Lesson 8 - Joining data in Python
Objective
- Learn the different types of joins
- Understand what a join key is in SQL
- Practice doing inner joins in SQL
Concept
We are now going to talk about an important concept when working with data: joins. When you want to bring data together from two different datasets, or tables, you will need to do a join. There are different types of joins as represented in this diagram:
Source: alphacodingskills.com
An inner join is the most exclusive join where it allows you to filter records between two tables that have a common field that can be joined. A left join and right join both keep all records from one table and then add in extra fields from the other table; in those joins, the number of records will be equal to the table on the side of the join (left or right).
The final type of join is a full join, sometimes called a full outer join. In this join, the records will include all records from both tables and bring fields from both tables together in the join output.
Now let’s look at how an inner join is actually written in SQL:
The keywords INNER JOIN are used to separate the names of the two tables being joined. Then the ON keyword is used to then specify which fields from each table are used in the join. In general, there is one field from each table in the join. The field names from each table do not need to have the same name. The output of the inner join query will usually be less records than there were in each of the two tables, because the join will select only records that match the join condition.

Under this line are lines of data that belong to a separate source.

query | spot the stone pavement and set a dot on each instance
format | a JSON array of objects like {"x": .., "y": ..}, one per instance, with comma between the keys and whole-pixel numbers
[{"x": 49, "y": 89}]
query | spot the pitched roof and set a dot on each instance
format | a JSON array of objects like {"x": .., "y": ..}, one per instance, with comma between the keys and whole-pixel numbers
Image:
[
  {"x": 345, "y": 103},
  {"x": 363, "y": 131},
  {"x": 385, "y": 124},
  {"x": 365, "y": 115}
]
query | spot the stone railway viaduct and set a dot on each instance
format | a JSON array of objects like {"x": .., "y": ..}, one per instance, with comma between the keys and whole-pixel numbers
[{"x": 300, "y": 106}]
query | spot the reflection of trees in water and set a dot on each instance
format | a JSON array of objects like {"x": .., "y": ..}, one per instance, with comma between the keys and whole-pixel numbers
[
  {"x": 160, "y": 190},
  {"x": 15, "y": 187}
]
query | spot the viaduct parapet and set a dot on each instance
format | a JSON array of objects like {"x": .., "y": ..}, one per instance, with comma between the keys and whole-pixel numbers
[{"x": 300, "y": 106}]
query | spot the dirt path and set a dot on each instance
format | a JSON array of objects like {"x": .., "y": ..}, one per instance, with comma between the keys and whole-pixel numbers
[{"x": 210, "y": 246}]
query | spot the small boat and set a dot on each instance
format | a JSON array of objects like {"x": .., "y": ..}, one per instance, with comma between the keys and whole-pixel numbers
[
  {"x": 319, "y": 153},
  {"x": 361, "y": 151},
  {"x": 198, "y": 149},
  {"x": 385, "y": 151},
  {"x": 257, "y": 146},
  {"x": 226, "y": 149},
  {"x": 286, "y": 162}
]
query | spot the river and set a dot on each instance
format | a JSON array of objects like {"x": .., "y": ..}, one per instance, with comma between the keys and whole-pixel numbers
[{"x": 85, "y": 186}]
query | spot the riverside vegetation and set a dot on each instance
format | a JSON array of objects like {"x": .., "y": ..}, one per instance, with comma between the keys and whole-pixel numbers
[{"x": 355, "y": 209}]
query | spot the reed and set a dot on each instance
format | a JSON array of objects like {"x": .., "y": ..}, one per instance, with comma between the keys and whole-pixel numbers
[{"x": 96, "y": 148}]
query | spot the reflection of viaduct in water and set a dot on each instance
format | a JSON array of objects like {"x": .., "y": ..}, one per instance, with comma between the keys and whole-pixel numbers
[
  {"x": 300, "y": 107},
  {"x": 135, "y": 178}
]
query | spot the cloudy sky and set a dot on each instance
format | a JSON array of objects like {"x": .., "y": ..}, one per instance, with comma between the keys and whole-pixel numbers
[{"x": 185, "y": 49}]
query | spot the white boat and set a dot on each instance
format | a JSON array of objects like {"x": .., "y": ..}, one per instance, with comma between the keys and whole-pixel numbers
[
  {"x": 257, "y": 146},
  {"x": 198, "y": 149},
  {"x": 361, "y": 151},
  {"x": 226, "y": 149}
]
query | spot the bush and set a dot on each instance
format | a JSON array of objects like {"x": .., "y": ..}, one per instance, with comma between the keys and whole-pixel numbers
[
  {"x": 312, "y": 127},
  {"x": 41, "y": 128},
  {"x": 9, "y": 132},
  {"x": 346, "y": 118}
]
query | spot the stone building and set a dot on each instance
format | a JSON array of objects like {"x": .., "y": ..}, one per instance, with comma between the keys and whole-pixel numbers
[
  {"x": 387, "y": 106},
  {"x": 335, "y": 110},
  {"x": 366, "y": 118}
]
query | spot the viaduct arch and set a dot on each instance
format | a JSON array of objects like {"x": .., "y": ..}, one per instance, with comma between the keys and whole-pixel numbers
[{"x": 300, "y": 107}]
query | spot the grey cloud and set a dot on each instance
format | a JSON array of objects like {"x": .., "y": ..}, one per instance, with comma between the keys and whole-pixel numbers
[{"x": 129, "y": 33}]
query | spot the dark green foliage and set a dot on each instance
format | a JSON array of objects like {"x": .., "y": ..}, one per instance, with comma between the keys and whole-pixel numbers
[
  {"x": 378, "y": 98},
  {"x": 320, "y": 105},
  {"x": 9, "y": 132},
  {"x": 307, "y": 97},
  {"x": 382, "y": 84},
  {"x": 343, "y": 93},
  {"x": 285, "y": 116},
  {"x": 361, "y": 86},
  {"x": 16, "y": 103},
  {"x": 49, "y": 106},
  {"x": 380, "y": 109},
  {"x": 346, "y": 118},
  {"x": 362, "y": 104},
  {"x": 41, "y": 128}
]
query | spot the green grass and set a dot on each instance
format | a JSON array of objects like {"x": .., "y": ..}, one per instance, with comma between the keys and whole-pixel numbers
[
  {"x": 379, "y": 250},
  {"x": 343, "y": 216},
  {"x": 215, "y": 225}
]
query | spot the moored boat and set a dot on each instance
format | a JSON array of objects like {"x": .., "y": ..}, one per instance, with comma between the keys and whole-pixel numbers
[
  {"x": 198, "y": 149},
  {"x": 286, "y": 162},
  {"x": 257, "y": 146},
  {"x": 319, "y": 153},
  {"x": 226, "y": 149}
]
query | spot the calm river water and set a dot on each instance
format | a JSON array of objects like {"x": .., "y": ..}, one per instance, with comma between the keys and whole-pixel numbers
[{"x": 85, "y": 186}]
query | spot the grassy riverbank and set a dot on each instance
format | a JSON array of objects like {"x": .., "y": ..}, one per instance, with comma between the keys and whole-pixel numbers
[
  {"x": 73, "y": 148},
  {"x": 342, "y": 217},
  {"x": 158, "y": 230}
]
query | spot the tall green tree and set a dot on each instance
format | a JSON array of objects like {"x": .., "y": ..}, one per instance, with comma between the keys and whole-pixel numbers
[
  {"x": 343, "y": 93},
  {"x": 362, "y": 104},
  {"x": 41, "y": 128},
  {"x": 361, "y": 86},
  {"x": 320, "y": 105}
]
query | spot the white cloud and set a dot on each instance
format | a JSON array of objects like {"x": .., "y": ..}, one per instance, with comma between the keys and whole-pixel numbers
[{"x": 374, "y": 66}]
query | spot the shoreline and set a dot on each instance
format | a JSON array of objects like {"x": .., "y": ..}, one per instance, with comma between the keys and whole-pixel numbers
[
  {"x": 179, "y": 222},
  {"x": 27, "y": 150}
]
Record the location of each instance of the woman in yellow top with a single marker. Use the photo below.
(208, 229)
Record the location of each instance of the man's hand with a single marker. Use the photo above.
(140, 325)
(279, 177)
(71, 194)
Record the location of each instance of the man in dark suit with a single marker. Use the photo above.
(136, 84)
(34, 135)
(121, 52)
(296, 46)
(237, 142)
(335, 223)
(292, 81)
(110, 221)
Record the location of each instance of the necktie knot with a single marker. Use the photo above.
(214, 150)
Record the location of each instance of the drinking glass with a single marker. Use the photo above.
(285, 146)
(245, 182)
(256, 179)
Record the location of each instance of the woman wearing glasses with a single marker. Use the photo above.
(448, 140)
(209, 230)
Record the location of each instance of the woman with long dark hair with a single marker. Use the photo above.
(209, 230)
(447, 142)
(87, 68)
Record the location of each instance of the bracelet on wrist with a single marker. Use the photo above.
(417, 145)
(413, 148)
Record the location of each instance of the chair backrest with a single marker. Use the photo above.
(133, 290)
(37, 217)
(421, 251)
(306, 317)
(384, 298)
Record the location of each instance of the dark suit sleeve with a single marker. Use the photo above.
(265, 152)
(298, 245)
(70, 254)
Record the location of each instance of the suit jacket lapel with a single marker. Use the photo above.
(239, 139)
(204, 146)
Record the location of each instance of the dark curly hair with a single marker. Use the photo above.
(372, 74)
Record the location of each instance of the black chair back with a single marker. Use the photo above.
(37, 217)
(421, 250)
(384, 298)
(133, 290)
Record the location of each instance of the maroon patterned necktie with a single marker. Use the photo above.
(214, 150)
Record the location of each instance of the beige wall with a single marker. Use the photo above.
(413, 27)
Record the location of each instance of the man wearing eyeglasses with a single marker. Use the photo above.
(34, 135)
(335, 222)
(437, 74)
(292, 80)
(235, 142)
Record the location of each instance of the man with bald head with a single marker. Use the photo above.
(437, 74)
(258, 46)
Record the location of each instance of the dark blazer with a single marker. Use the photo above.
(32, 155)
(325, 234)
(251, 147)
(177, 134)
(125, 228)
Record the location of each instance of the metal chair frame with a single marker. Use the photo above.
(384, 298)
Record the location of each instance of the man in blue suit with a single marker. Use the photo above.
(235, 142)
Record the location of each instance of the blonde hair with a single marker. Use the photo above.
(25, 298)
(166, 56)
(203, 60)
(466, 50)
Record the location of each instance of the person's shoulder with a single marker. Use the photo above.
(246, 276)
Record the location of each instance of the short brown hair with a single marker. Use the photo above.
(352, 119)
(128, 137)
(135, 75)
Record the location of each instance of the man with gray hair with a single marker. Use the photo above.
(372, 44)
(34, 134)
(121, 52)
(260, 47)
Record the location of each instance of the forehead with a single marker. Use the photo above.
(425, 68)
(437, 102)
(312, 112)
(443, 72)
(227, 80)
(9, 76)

When you are doing a join, the fields that you specify as part of the join condition are known as join keys. A join key is a field inside a table that can be used to join data with another dataset or table. In our books datasets, here is a diagram showing the join keys between the tables:
The join key between the books and ratings datasets is the ISBN
field while the join key between the ratings and users datasets is the User-ID
field.
Practice: Writing join queries
Now that we’ve walked through what a join is and understand the join keys for our books data, let’s write some join queries in SQL. For our first query, let’s answer the question for what are the books that have the most ratings.
query = """
SELECT `Book-Title`, count(`Book-Rating`) as rating_count
FROM ratings_df
INNER JOIN books_df
ON ratings_df.ISBN = books_df.ISBN
GROUP BY ratings_df.ISBN
ORDER BY rating_count DESC
LIMIT 10
"""
sqldf(query)
From this query, you can see how the join key of ISBN
is used in the join condition to join the two tables together. In the SELECT
part of the query, we are combining a field from the books dataset (title) along with a field from the ratings dataset (rating) which shows an example of how join queries are useful.
Let’s try one more join query for this lesson. The question for this query will be what is the age and location of the users that have the most number of ratings. For this query, we’ll join together the ratings and users datasets using the User-ID
join key.
query = """
SELECT `Age`, `Location`, count(`Book-Rating`) as rating_cnt
FROM ratings_df
INNER JOIN users_df
ON ratings_df.`User-ID` = users_df.`User-ID`
WHERE `Age` is not null
GROUP BY ratings_df.`User-ID`
ORDER BY rating_cnt DESC
LIMIT 10
"""
sqldf(query)
Note that the query includes a WHERE
section to filter out any records where the age is not present with is not null
.
Summary
In this lesson, we learned about join queries in SQL and how they are used to bring together data from different tables. We also learned about what a join key is and how it represents the link between two datasets.